I’ve missed out a lot of the travelogue details that pad out the film, although there is one rather effective scene with horror stalwart Michael Gough being killed, after his lodger - the reliably pneumatic Linda Hayden, has had her throat slit in a rather surprisingly bloody manner. The supporting cast is good enough - nice to see Walter Gotell in something other than a Bond movie, and Lilli Palmer is great as Lieberman’s exasperated sister. But it’s all so slow, and the dialogue tends to consist of great whopping chunks of exposition as the characters walk around an expensive location. Schaffner pulls off individual scenes with some class, but his pacing is desperately off, and he never creates any real threat or tension. One problem is that the boy, Jeremy Black, who plays the clones that we meet - four of them, one with an appalling British accent - is not a very good actor, and is never convincing as any of them. The other is that the music score, by Jerry Goldsmith, is so good that it tends to upstage what’s going on upfront.
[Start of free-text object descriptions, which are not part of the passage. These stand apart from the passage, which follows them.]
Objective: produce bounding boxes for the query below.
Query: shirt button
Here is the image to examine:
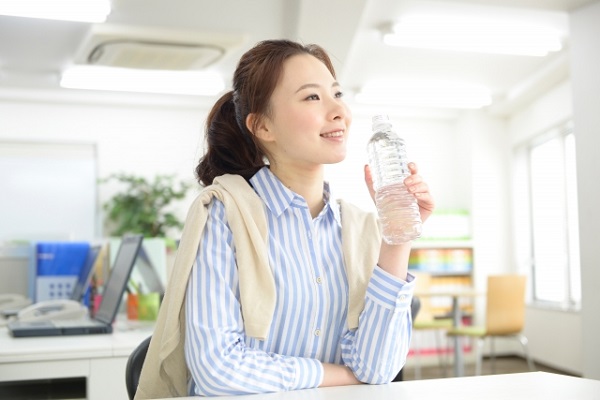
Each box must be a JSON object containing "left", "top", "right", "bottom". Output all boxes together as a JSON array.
[
  {"left": 314, "top": 329, "right": 321, "bottom": 337},
  {"left": 400, "top": 295, "right": 407, "bottom": 301},
  {"left": 316, "top": 277, "right": 323, "bottom": 284},
  {"left": 307, "top": 231, "right": 312, "bottom": 239}
]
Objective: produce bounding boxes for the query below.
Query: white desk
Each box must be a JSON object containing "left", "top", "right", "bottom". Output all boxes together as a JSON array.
[
  {"left": 415, "top": 288, "right": 481, "bottom": 377},
  {"left": 165, "top": 372, "right": 600, "bottom": 400},
  {"left": 0, "top": 317, "right": 154, "bottom": 400}
]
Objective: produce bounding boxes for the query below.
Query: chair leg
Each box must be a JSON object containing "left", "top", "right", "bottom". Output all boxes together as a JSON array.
[
  {"left": 434, "top": 329, "right": 448, "bottom": 377},
  {"left": 517, "top": 334, "right": 536, "bottom": 371},
  {"left": 490, "top": 337, "right": 496, "bottom": 374},
  {"left": 413, "top": 332, "right": 422, "bottom": 379},
  {"left": 475, "top": 338, "right": 484, "bottom": 376}
]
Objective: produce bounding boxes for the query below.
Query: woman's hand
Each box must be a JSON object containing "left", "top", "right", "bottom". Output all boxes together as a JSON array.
[
  {"left": 404, "top": 162, "right": 435, "bottom": 223},
  {"left": 364, "top": 164, "right": 377, "bottom": 202},
  {"left": 364, "top": 162, "right": 435, "bottom": 223}
]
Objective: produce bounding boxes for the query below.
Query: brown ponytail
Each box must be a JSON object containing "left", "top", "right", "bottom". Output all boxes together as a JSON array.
[
  {"left": 196, "top": 91, "right": 264, "bottom": 185},
  {"left": 196, "top": 39, "right": 336, "bottom": 186}
]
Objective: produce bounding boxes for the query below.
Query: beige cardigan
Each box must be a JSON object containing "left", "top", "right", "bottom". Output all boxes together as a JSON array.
[{"left": 135, "top": 174, "right": 380, "bottom": 399}]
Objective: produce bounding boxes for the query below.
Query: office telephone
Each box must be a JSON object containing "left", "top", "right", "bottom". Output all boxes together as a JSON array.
[
  {"left": 0, "top": 293, "right": 32, "bottom": 313},
  {"left": 0, "top": 294, "right": 33, "bottom": 325},
  {"left": 15, "top": 299, "right": 88, "bottom": 322}
]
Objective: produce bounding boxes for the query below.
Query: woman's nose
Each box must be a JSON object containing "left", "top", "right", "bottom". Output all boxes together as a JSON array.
[{"left": 328, "top": 98, "right": 347, "bottom": 121}]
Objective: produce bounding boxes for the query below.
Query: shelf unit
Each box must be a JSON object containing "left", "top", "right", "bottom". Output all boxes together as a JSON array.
[
  {"left": 410, "top": 239, "right": 474, "bottom": 319},
  {"left": 407, "top": 239, "right": 475, "bottom": 369}
]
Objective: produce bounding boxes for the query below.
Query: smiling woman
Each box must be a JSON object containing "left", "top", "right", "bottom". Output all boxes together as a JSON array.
[{"left": 134, "top": 39, "right": 435, "bottom": 399}]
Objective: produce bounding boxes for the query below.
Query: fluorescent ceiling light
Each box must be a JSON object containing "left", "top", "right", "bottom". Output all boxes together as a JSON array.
[
  {"left": 60, "top": 66, "right": 225, "bottom": 96},
  {"left": 383, "top": 15, "right": 562, "bottom": 57},
  {"left": 355, "top": 80, "right": 492, "bottom": 109},
  {"left": 0, "top": 0, "right": 111, "bottom": 23}
]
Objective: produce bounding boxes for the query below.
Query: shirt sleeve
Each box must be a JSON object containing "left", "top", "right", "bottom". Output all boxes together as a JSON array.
[
  {"left": 340, "top": 267, "right": 416, "bottom": 384},
  {"left": 184, "top": 199, "right": 323, "bottom": 396}
]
Perhaps another difficulty is that the film tries to be serious about Nazi atrocities while at the same time using them as titillation. There’s a particularly unpleasant surgery scene which has no other purpose than to be a bit of bloody sleaze. I have no real problem with Nazi-ploitation, but I don’t like it being accompanied by a high moral tone. This story is basically pulp, and not a serious document about the revival of Nazism, but Schaffner directs it as though it was completely serious. Also, and a bad sign, there’s a blackboard science session, something which I usually take as a cue to stop paying attention; see also Back To The Future 2 and Torn Curtain. This extended scene is meant to explain the plot, but it just slows the film up and gives yet more opportunity for Olivier to play his befuddled number.
Having said that, the film is mildly compelling and often very watchable. It looks fabulous and the cast gives enough indication that they know that the material is very silly to make it amusing rather than embarrassing. But that sense of horror, which should surely be at the heart of the story, is completely absent and the brief shock sequences look like they have been interpolated from another film entirely - and one which is probably a lot more interesting.